Мы идём встречным курсом…
Боцман Бучацкий берёт на прицел самолёт. Я с запасной лентой стою за ним.
Заработали пушки и пулемёт… Катер резко меняет курс — вправо…
Обстрел длится 8 — 10 секунд. Самолёт пролетает над нами… Его пушки молчат.
Наш пулемёт бьёт по самолёту. Его ствол в зените… Лента закончилась. Я подаю боцману запасную ленту. Катер остановился. Над машинным отсеком более десяти пробоин… Мотористы ранены. Моторы заглохли…
Самолёт, отдалившись от нас на километр, разворачивается и снова направляется к катеру…
Механик старшина 1-й статьи Сергей Евдокимов наматывает на пальцы рук тросики управления газом и оборотами двигателей, и раненые мотористы запускают двигатели… Катер получил ход. Командир разворачивает катер навстречу самолёту. Двигаясь встречными курсами, сокращалось время нахождения катера под пушками самолёта.

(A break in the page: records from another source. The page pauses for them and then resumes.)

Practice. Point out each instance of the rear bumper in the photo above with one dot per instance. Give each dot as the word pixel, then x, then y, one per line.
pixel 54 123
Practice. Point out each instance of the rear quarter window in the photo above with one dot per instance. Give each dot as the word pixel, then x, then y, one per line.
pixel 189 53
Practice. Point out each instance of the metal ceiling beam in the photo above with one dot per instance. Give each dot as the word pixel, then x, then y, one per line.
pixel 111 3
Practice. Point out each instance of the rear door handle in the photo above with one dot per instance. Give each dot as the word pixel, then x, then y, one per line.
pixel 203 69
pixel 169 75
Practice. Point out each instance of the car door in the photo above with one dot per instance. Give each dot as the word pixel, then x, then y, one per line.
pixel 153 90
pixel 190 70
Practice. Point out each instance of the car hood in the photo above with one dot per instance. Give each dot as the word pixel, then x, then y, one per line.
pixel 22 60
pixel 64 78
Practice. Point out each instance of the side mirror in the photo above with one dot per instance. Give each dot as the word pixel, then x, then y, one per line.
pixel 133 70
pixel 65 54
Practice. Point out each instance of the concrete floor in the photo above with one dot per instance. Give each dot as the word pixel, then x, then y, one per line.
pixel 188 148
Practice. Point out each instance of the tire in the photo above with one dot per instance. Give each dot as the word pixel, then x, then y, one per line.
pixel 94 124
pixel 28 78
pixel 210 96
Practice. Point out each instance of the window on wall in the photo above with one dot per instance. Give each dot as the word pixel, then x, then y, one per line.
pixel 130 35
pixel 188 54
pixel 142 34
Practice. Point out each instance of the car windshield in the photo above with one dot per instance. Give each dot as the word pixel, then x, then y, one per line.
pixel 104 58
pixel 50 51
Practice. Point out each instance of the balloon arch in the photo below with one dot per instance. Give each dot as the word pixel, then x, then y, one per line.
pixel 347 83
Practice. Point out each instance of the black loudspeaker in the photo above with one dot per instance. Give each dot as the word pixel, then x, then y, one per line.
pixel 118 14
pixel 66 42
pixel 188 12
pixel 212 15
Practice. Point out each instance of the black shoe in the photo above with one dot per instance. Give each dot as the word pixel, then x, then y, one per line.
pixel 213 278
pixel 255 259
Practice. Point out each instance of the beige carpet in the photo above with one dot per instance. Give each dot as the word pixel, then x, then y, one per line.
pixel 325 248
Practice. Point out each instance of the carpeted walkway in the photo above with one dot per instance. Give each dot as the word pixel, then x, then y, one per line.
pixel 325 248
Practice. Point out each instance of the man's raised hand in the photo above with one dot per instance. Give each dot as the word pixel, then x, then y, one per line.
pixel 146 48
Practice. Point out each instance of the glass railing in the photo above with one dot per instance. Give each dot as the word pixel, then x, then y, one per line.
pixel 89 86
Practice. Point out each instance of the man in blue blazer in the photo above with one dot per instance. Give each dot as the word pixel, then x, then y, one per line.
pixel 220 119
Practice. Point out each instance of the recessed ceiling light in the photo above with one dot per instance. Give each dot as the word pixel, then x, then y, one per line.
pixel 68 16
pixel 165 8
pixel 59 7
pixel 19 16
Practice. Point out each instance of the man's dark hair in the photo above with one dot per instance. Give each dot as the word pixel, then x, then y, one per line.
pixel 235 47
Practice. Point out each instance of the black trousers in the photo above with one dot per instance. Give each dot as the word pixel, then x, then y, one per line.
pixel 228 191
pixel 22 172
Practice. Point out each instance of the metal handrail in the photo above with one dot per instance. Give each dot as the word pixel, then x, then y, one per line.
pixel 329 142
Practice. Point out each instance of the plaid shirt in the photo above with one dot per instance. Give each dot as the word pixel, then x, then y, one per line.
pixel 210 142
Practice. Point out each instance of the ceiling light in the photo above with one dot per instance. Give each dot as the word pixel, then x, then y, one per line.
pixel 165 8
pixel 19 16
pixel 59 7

Немцы, обнаружив катер без движения, решили, что нас теперь можно уничтожить бомбами, приготовились нас бомбить, в помощь пушечному обстрелу.
Я слежу за всеми действиями самолёта. Не долетая до нас, от него отделились три бомбы, и началась огненная дуэль между пушками самолёта и пулемётом боцмана… Командир катера, наблюдавший за оторвавшимися от самолёта бомбами, резко »бросил» катер в сторону и дал сигнал, стоявшему рядом с ним механику: »Полный вперёд!»
Смена курса катером лишила боцмана вести огонь по самолёту прицельно. Он развернул турель в сторону надвигающегося самолёта и открыл огонь…
В это время, на том месте, где мы только что стояли без движения, рвутся бомбы… А это уже, метрах в трёхстах от нас. На этом заходе командир ловко увёл катер от бомб врага и от пушечных очередей. Новых пробоин в корпусе катера не появилось. Ловко обошли немцев! Я громко засмеялся, радуясь этой маленькой нашей победе.
Боцман, выпустив всю ленту по самолёту, снял пустую коробку с лентой, и принял от меня новую. Прикрепил её на штатное место.
Самолёт, отдалившись от катера на дистанцию, позволяющую ему быстро лечь на обратный курс, ложиться снова на курс атаки…
Я, приблизив лицо к уху боцмана, кричу: »Ваня, подпусти его ближе и бей гада наверняка!»
Он хладнокровно берёт на прицел приближающийся самолёт, и когда до прицела остался один корпус самолёта, открывает огонь… Выпущена по врагу половина пулемётной ленты… И тут командир снова »бросает» катер в сторону, чем и спасает катер от вражеских пушек. А боцман переводит в новое положение турель пулемёта и »бьёт» по уходящему самолёту…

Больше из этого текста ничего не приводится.